Nenhuma empresa da Lava Jato vai entregar menos de 70% de seu lucro, diz futuro AGU

André Luiz de Almeida Mendonça disse nesta segunda, 26, em evento do Consultor Jurídico que União está recebendo via acordos de leniência

Teo Cury e Amanda Pupo/BRASÍLIA

26 Novembro 2018 | 19h53

André Luiz de Almeida Mendonça, indicado por Jair Bolsonaro para a Advocacia Geral da União Foto: Divulgação/AGU

O futuro chefe da Advocacia-Geral da União (AGU), André Luiz de Almeida Mendonça, afirmou na tarde desta segunda-feira (26) que nenhuma empresa envolvida na Operação Lava Jato assinará acordos de leniência pagando multa menor do que o equivalente a 70% de seu lucro. “Estamos recebendo nos acordos de leniência no mínimo 70%. Fazendo concessões de 30%. Mas nós podemos chegar a mais de 100% de recuperação fazendo concessões”, disse.

Segundo Mendonça, o acordo de leniência é o instrumento jurídico com maior capacidade no Brasil de prevenção e combate à corrupção, desde que fazendo-se concessões. “Nós estamos recuperando mais dinheiro, obtendo mais identificação de pessoas que participaram desse ilícitos e estamos gerando uma cultura de integridade empresarial nessa relação Estado e setor privado”, disse.

“Durante todo o prazo de vigência do acordo, Odebrecht será submetida a inspeções semestrais no âmbito da implementação e execução dos seus programas de integridade. Essas empresas estão formando parceria na prevenção e combate à corrupção, estão assumindo compromissos onerosos de integridade, não é barato, e isso está embutido no valor do acordo e é considerado também no valor do acordo”, exemplificou.

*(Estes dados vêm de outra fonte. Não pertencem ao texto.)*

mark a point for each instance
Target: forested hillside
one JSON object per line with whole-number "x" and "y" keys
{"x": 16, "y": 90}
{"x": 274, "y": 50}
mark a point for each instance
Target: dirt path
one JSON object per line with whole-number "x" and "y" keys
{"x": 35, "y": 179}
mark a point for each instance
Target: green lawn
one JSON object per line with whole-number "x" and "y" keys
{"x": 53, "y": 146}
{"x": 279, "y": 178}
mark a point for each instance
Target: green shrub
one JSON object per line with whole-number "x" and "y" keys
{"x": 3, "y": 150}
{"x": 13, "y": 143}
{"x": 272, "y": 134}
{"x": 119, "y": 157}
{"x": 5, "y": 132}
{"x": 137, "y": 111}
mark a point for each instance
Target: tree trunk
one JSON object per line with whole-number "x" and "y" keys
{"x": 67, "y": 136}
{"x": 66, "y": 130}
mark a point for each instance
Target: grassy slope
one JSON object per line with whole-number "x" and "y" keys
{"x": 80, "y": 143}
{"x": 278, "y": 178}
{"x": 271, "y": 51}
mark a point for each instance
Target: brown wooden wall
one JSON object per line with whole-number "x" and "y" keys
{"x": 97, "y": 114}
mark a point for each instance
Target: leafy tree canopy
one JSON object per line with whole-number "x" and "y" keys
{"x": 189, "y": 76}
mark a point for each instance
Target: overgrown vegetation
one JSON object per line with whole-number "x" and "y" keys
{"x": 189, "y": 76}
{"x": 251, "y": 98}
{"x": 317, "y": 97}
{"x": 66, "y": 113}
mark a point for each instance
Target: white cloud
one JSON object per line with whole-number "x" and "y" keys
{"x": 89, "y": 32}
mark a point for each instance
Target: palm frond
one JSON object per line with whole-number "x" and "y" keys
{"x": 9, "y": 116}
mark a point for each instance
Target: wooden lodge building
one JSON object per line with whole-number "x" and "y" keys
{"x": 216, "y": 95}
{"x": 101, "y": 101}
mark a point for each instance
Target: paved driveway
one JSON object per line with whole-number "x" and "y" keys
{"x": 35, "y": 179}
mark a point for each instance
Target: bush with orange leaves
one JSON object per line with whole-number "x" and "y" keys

De acordo com ele, a base fundamental dessa relação é a boa fé entre partes. “As partes serem íntegras e honestas. Quando procurarem a AGU, a CGU e Judiciário que sejam honestas. Quando se parte do viés de boa fé, a busca de soluções se torna muito mais fácil, porque o gestor público vai ter segurança de que está construindo solução para o bem público. E não somente para atender interesses privados ou interesses públicos ocultos e não legítimos.”